If I could learn to hold on to my power, to recognise unhealthy patterns, I could put a stop to it, define my boundaries, communicate my needs. I would be appreciative instead of hurt if someone defined their boundaries with me. I would stop taking a lot of things personally. I would leave some relationships earlier, not just to save myself but to spare the other person from bearing the weight of inflicting too much hurt on me. I would recognise the other times I was hurting other people carelessly. I would see that some relationships have no chance of working at all. I would have more awareness over how people trigger me and how I trigger other people. I wouldn’t spiral and drag people into my spirals. I would be pickier about the people I work for and be with. I would save myself and other people a lot of unnecessary grief.

If I was more self-aware, I could be more conscious of how I engage and interact with other people. I could intervene with better communication skills and perhaps some relationships had a chance of overcoming the unhealthy dynamic.

All of this is why I have spent so much time and effort in trying to understand myself. I realised I would just be repeating old-patterns in an infinite loop unless I can change the dynamic I express. And in order to change that, I have to change myself.
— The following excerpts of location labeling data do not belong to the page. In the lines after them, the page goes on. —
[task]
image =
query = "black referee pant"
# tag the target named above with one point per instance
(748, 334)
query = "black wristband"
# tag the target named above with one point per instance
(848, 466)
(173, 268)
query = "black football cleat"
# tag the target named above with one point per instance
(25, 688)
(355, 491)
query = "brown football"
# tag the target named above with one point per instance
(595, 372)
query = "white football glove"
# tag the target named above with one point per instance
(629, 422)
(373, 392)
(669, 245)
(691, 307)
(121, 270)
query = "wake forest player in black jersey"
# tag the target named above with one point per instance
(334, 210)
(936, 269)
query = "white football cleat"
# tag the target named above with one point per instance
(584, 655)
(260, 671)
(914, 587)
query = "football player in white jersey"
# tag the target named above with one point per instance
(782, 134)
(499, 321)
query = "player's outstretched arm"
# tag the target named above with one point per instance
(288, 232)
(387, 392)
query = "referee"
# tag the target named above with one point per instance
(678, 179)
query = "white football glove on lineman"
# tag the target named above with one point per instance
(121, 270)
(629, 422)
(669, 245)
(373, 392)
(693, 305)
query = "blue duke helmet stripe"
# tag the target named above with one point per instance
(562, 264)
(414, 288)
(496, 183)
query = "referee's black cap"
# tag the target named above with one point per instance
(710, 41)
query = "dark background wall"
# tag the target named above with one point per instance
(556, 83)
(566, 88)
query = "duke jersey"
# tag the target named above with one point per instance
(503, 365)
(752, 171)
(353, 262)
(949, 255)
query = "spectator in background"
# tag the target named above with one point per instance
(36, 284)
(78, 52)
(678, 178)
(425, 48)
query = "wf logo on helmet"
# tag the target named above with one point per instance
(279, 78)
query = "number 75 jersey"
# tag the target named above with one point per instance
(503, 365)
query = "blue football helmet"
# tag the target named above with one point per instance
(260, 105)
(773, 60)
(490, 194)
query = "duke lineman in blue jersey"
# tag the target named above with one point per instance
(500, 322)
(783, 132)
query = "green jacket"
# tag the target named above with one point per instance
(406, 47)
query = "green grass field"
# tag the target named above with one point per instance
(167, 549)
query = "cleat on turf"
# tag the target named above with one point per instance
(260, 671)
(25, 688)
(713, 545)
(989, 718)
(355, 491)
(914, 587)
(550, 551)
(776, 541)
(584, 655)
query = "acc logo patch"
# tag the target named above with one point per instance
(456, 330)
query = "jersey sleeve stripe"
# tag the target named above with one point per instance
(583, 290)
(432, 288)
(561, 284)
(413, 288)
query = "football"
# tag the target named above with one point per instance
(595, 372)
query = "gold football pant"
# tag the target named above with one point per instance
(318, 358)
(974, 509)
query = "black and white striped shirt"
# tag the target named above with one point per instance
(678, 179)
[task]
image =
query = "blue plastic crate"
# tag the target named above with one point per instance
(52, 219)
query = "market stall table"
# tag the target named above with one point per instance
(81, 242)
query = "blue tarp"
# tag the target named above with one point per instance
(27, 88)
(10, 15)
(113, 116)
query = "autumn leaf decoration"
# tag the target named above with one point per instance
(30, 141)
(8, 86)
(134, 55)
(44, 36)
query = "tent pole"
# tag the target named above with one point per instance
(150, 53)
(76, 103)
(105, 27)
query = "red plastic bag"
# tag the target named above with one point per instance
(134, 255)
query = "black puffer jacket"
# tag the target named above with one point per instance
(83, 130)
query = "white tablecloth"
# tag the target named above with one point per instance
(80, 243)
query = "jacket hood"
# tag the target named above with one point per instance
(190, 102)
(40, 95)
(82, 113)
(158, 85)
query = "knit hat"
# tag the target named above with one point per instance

I don’t know if it seems self-centered, but I have learned that to an extent we need to center on ourselves in order to simply be better people in our interactions with others. We can’t contribute anything meaningful if we’re always hungry and hurting. Hurt people hurt other people.

If I could turn back the clock I would go for therapy in my teens. With a good therapist, who knows the adult I could have become? Who knows what I would have accomplished if I was equipped with the right coping and management skills?

I survived still, from the outside until 2015 it seemed like I survived brilliantly. But I was so broken inside. I spent the last two years going through debris of my old self. I don’t think I am done yet.

But I hope, I really do, that I can learn to become a person who is capable of hurting a little less. To myself, and to the world around me.